The Winnemem Wintu tribe of Northern California has tried for years to perform their traditional coming of age ceremony in peace on the McCloud River, but they are often met with drunken boaters who shout and disregard the location’s sanctity. This year Eugene’s Civil Liberties Defense Center (CLDC) is trying to help.
During the coming of age ceremony girls from the tribe swim across the river, symbolizing childhood being left behind. On June 30 through July 3, the tribe plans on holding its coming of age ceremony, which is of utmost importance because the future chief will be taking part this year. Members of the traditional matriarchal tribe have tried to reserve a 400-yard stretch of the McCloud River, which stretches alongside the Sacramento River, but have not received an official reservation from the U.S. Forest Service.
The tribe has been left with no other option than to proceed with the ceremony without a blocked-off area. The CLDC has partnered with the tribe to address any issues that may arise during the ceremony this year. “We are advising them regarding civil disobedience that they may end up engaging in,” says Lauren Regan, director and staff attorney for the CLDC. “We are doing know-your-rights training, we’re organizing legal observers, [and] we’re assisting them in dealing with various law enforcement.”

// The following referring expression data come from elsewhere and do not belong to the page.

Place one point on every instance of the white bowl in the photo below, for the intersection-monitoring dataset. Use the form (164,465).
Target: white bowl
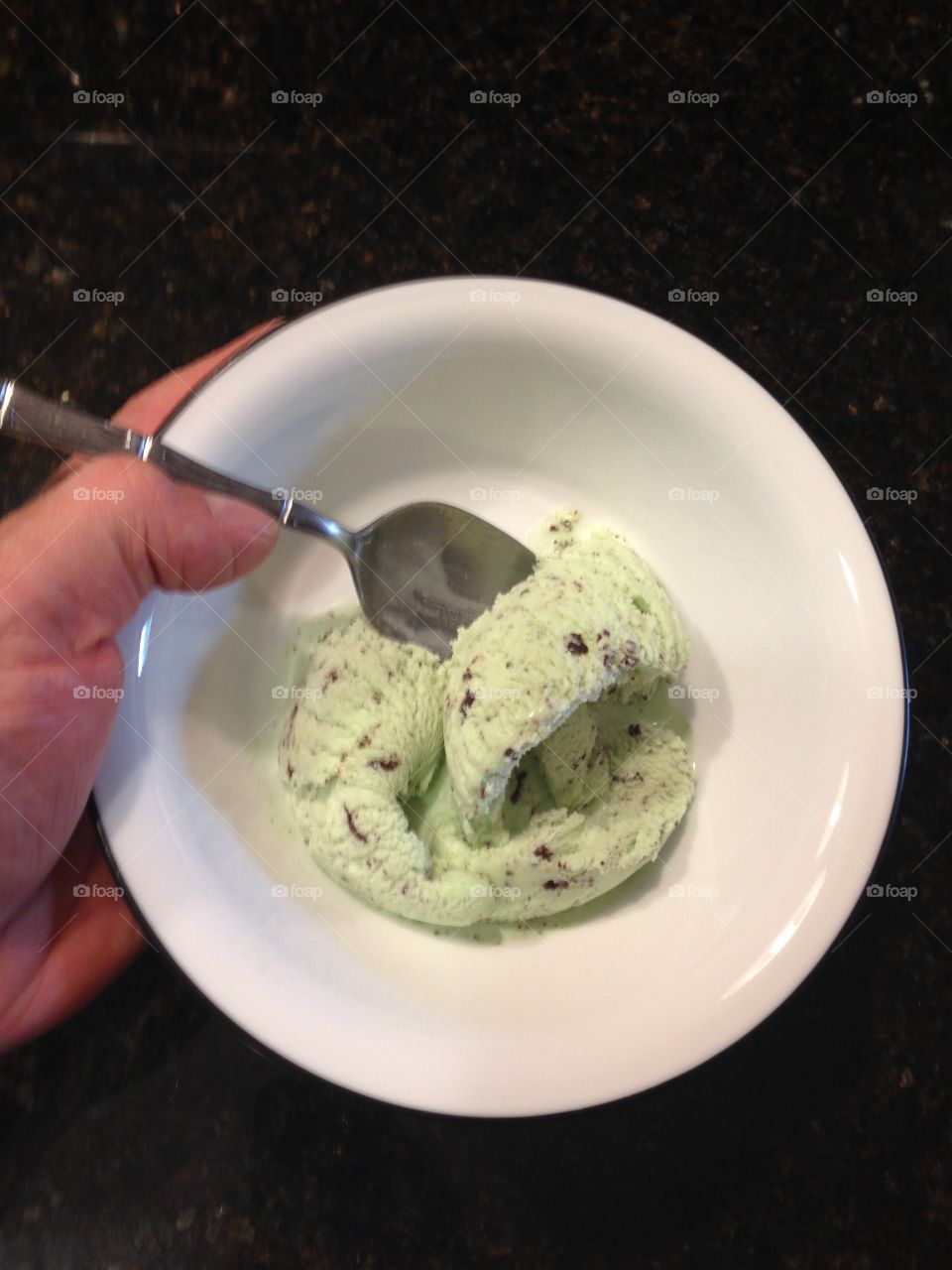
(516,398)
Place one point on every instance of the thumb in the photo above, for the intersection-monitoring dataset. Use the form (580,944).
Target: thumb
(76,562)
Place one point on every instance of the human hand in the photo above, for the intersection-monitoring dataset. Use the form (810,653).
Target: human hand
(72,572)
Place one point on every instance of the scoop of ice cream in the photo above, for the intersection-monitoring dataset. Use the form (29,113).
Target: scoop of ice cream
(590,620)
(574,760)
(584,806)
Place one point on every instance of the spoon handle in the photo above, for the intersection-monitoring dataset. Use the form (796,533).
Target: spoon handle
(33,418)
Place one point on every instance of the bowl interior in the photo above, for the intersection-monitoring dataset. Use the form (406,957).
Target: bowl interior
(517,407)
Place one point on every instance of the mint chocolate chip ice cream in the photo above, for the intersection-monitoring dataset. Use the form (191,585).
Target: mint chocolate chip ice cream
(516,780)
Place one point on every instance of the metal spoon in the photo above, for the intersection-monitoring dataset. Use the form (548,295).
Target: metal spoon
(420,572)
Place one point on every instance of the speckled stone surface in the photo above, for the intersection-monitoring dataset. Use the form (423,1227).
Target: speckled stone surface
(145,1133)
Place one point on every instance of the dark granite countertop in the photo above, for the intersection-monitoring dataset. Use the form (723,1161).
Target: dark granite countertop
(145,1133)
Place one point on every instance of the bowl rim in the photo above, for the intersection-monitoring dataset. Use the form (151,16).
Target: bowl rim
(261,1046)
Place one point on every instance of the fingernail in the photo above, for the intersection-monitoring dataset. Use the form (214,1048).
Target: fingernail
(244,526)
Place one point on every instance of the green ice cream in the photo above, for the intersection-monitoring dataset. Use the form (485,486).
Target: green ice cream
(516,780)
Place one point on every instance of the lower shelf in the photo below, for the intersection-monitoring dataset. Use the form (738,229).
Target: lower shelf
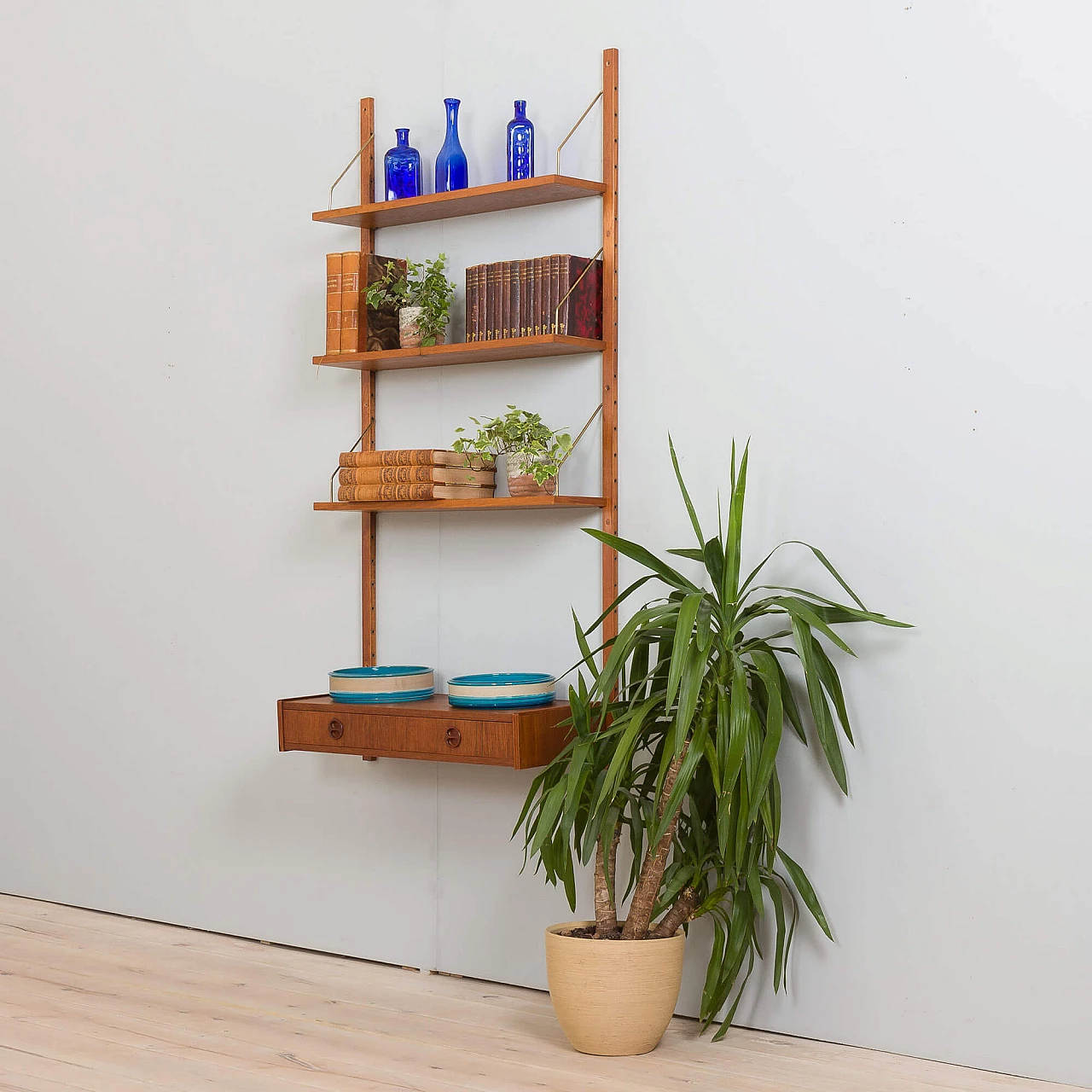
(429,729)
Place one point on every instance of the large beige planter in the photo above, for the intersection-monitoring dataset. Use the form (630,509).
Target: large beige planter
(613,996)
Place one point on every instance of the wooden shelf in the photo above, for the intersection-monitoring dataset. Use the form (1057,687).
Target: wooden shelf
(498,198)
(429,729)
(509,348)
(487,505)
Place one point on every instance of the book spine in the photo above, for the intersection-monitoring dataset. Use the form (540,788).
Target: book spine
(537,295)
(479,301)
(555,280)
(404,475)
(526,299)
(585,303)
(491,299)
(398,456)
(506,299)
(415,456)
(412,491)
(334,304)
(514,322)
(470,303)
(351,300)
(565,269)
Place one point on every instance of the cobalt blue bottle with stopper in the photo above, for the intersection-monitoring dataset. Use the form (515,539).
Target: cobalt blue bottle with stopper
(402,168)
(451,162)
(521,144)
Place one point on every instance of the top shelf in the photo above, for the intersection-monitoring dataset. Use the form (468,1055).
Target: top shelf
(498,198)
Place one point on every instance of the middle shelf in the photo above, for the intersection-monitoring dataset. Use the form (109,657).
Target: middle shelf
(482,505)
(508,348)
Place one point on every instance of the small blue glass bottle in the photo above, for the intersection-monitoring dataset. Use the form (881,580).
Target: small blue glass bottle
(402,168)
(451,160)
(521,144)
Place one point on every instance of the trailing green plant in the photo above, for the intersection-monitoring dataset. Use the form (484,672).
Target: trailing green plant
(521,433)
(424,285)
(675,746)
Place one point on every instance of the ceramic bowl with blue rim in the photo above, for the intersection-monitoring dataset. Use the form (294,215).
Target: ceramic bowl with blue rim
(505,690)
(367,685)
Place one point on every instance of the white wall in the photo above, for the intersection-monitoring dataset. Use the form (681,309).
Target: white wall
(878,213)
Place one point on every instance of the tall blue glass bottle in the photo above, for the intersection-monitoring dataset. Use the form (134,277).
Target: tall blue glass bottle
(521,144)
(402,168)
(451,160)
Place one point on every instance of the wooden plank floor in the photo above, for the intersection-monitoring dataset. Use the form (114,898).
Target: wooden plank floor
(109,1003)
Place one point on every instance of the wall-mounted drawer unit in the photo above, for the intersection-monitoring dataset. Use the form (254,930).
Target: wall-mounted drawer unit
(428,729)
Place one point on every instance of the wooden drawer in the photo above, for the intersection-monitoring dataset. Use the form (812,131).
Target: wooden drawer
(390,736)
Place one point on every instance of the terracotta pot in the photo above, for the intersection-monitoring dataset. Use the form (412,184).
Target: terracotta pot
(613,996)
(521,483)
(409,331)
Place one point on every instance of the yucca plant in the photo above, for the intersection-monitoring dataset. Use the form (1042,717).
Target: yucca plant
(675,745)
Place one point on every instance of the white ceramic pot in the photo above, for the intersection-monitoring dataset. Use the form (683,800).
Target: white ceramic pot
(521,482)
(613,996)
(410,332)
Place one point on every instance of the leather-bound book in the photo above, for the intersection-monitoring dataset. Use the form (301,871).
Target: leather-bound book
(414,491)
(334,304)
(495,285)
(581,296)
(381,330)
(526,299)
(415,456)
(351,300)
(471,284)
(537,295)
(514,292)
(396,475)
(555,295)
(506,299)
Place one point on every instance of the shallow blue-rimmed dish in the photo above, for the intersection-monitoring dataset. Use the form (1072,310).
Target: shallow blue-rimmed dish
(363,685)
(502,690)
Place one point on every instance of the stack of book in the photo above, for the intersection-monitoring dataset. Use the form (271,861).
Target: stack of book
(560,293)
(347,280)
(414,474)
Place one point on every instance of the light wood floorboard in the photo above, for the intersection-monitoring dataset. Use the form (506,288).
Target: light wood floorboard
(105,1003)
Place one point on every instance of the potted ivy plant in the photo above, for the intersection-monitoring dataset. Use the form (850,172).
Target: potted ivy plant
(674,748)
(421,295)
(535,452)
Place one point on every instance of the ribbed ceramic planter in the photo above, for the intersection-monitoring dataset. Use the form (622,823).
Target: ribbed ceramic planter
(521,482)
(613,997)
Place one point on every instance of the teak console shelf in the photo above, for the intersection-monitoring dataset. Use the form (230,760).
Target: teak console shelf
(498,198)
(432,729)
(432,356)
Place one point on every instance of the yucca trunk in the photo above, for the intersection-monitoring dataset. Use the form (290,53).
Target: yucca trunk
(652,872)
(607,915)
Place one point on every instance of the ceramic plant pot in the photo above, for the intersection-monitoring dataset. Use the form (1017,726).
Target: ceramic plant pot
(410,332)
(613,996)
(521,482)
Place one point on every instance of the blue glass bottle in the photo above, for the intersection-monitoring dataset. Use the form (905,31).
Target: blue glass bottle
(451,162)
(402,168)
(521,144)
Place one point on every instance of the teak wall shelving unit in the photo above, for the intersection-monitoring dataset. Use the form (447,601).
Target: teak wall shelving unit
(432,729)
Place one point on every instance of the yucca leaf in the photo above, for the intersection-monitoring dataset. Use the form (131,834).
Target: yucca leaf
(686,495)
(828,675)
(820,711)
(807,892)
(733,543)
(644,557)
(779,913)
(683,630)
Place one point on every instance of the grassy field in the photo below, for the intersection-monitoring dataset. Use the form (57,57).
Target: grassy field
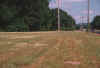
(49,50)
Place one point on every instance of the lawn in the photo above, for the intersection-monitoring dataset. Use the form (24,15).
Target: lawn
(49,50)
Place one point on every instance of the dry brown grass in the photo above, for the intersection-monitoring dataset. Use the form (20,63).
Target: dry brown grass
(49,50)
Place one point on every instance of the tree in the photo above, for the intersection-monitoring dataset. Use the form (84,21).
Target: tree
(66,21)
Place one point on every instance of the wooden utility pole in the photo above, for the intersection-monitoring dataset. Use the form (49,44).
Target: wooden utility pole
(88,16)
(58,4)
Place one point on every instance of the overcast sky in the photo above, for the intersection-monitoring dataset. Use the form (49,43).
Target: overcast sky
(78,8)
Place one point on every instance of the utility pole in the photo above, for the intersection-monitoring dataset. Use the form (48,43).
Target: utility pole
(58,4)
(88,16)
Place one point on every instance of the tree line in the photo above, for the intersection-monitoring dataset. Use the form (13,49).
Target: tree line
(31,15)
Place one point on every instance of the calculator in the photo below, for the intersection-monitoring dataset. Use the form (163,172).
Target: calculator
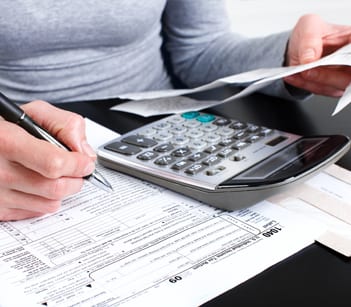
(223,162)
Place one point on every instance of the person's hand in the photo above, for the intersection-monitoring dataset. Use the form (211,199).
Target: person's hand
(34,174)
(311,39)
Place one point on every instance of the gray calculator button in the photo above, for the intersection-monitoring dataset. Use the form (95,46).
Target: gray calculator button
(139,140)
(123,148)
(181,164)
(164,147)
(212,148)
(253,138)
(212,160)
(238,125)
(198,144)
(162,126)
(163,136)
(181,152)
(165,160)
(195,168)
(147,155)
(240,135)
(197,156)
(180,140)
(240,145)
(178,129)
(226,142)
(226,152)
(265,131)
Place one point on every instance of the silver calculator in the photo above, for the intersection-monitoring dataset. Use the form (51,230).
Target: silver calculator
(224,162)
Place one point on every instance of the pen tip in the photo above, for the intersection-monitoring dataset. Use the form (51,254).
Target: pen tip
(98,180)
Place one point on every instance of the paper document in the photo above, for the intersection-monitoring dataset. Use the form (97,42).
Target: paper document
(150,103)
(326,198)
(143,245)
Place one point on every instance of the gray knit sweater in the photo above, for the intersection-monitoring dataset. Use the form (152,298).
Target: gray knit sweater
(66,50)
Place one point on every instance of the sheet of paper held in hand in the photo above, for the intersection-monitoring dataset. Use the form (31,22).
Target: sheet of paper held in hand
(141,245)
(156,102)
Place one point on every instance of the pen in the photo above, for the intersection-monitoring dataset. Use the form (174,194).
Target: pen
(13,113)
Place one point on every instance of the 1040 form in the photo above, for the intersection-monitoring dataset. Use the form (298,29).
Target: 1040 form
(224,162)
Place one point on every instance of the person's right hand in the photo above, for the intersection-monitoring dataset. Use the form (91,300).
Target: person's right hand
(34,174)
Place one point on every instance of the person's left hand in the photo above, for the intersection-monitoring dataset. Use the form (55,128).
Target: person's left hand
(311,39)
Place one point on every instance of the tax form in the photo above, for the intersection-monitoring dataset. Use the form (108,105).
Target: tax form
(159,102)
(142,245)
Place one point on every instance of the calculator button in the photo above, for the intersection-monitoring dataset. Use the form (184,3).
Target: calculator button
(238,158)
(161,126)
(225,132)
(212,148)
(181,164)
(196,168)
(265,131)
(123,148)
(197,156)
(240,135)
(198,144)
(176,120)
(238,125)
(190,115)
(194,133)
(226,152)
(181,152)
(192,124)
(178,129)
(212,138)
(147,155)
(212,160)
(253,128)
(139,141)
(165,160)
(222,121)
(148,132)
(163,136)
(226,142)
(253,138)
(205,118)
(180,140)
(215,171)
(240,145)
(164,147)
(208,128)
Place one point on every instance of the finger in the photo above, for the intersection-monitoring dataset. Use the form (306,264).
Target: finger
(41,156)
(310,43)
(15,177)
(67,126)
(338,77)
(313,87)
(7,214)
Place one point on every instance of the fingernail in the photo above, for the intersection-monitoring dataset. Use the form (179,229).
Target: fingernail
(88,149)
(308,54)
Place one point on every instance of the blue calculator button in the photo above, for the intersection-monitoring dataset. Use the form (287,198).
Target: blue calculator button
(190,115)
(205,118)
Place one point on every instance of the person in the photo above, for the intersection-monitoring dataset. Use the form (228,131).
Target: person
(60,51)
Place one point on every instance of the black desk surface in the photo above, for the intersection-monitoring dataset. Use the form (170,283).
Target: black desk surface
(316,276)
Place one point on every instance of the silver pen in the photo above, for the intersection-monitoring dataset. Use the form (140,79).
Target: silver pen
(13,113)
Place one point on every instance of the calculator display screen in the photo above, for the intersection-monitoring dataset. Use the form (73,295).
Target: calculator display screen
(289,162)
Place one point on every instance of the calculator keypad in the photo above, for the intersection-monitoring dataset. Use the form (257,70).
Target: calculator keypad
(194,143)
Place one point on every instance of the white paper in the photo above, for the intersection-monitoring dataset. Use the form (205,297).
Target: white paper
(326,198)
(143,245)
(144,103)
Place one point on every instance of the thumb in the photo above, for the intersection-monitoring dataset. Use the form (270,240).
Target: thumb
(310,43)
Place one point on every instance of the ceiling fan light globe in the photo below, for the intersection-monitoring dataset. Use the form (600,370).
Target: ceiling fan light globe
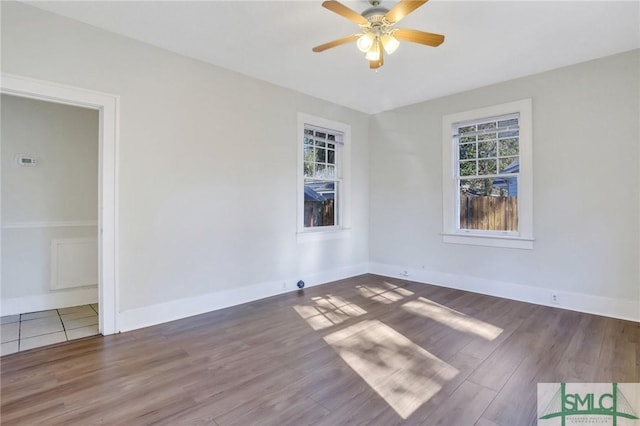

The Forest Service excuse for not allowing the river closure, according to Regan, is that the tribe is not a federally registered tribe. She adds, at one point the tribe was offered federal recognition if they built a casino. “They adamantly refused to do that,” she says.
The CLDC and other organizations up and down the West Coast are planning to go down and support the tribe on June 30 in solidarity.
“They really have no other option,” Regan says. “They call it cultural genocide and they believe if they don’t stand up and resist it at this point they will be exterminated completely.”
Tribe officials have asked for supporters to use kayaks and boats to block off the 400 yard stretch for this year’s ceremony to take place. On June 2 a war dance held by the tribe went well and a practice run involving a closure of the stretch of riverfront went smoothly.